While I've got 15 handguns, only one or two of them allow me to easily release the slide using my strong hand thumb -- and as one of the videos shows, that may not always be a good idea. The handover method (called "slingshotting" in one of the vides), COULD, with a Beretta M9 (or any gun with the safety/decocker leaver on the slide, lead an unintended decocking of the weapon. The US training was changed, but I'm not sure that unintentional decocking alone led to the change.
The old argument that slingshotting a slide was a gross motor, while using the slide release was a fine motor skill was disproved in combat, and by folks who studied the methods more closely They're both fine motor skills -- and if you don't release the slide cleanly using either the old "slingshot" (grasping/pinching the slide from the rear) or the hand0ver release, the slide is still not always going to go cleanly into battery.
As shown in the earlier videos here, using the off hand to release the slide is potentially a more efficient technique, requiring less hand and arm travel, and not necessarily slower.
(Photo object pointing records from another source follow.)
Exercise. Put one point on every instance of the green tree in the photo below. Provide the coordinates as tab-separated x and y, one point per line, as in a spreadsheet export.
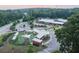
68	36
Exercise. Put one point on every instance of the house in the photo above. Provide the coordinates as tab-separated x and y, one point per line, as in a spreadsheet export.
23	26
52	21
36	42
15	36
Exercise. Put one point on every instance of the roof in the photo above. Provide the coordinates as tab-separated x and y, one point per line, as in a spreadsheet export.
27	36
41	33
37	40
15	35
53	21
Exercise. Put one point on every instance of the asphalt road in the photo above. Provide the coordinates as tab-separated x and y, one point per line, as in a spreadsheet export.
53	44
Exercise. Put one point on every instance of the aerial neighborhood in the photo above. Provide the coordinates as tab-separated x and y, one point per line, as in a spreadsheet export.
35	30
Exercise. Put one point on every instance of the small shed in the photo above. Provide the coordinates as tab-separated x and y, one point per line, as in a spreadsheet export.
37	42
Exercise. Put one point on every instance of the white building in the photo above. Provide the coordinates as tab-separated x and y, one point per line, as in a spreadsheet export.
52	21
23	26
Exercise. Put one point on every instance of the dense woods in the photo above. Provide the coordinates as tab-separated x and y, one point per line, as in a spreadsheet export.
68	36
8	16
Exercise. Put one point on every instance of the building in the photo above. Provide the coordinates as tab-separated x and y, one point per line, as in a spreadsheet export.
52	21
23	26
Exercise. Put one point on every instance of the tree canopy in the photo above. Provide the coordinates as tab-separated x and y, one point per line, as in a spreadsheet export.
68	36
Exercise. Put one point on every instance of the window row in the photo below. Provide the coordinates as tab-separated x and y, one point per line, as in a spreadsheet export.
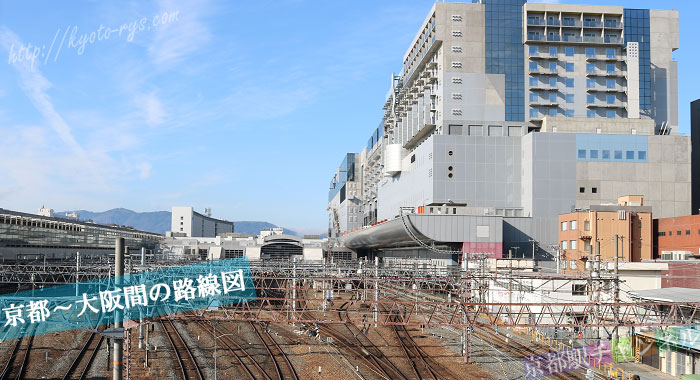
617	154
569	51
568	244
568	225
670	233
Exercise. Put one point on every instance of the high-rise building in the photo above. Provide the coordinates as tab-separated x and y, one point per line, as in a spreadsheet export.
520	112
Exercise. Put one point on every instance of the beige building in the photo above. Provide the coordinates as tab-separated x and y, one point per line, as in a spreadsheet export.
579	231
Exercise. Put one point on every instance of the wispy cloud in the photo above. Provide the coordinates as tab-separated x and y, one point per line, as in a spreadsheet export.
176	40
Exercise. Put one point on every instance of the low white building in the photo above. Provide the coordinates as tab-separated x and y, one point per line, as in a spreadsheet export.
187	222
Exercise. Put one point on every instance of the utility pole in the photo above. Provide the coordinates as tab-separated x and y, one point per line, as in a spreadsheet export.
118	278
617	289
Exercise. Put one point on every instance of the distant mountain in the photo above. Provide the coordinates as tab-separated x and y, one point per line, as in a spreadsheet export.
159	221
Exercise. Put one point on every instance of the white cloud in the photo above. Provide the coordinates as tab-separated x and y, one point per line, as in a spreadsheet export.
181	37
153	109
145	170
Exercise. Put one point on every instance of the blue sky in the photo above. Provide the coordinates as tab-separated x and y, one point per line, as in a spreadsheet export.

And. when competing, or facing someone shooting at you, you don't have to move the gun as far away from a potential target or attacker.
When I was shooting competitively, I got to the point that I used the off hand and several fingers like a small claw as I finished inserting the mag, to release the slide. The way shown in the videos, using the offhand thumb AFTER the hand has returned to the normal "support" or shooting position makes more sense, and is obviously a more efficient technique than the one I used.
Using the old slingshot technique, in which you grasp (pinch) the rear of the slide like you do the pocket of a slinghot (with a pellet or rock loaded in it) just doesn't make sense -- as you have to position both the gun and the offhand to get it where you can bring proper forces to bear on the gun and slide. And while you're doing that, the gun is much farther away from the target/attacker.
Using the handover method with other guns may be work well -- just not with a Beretta 92/M9.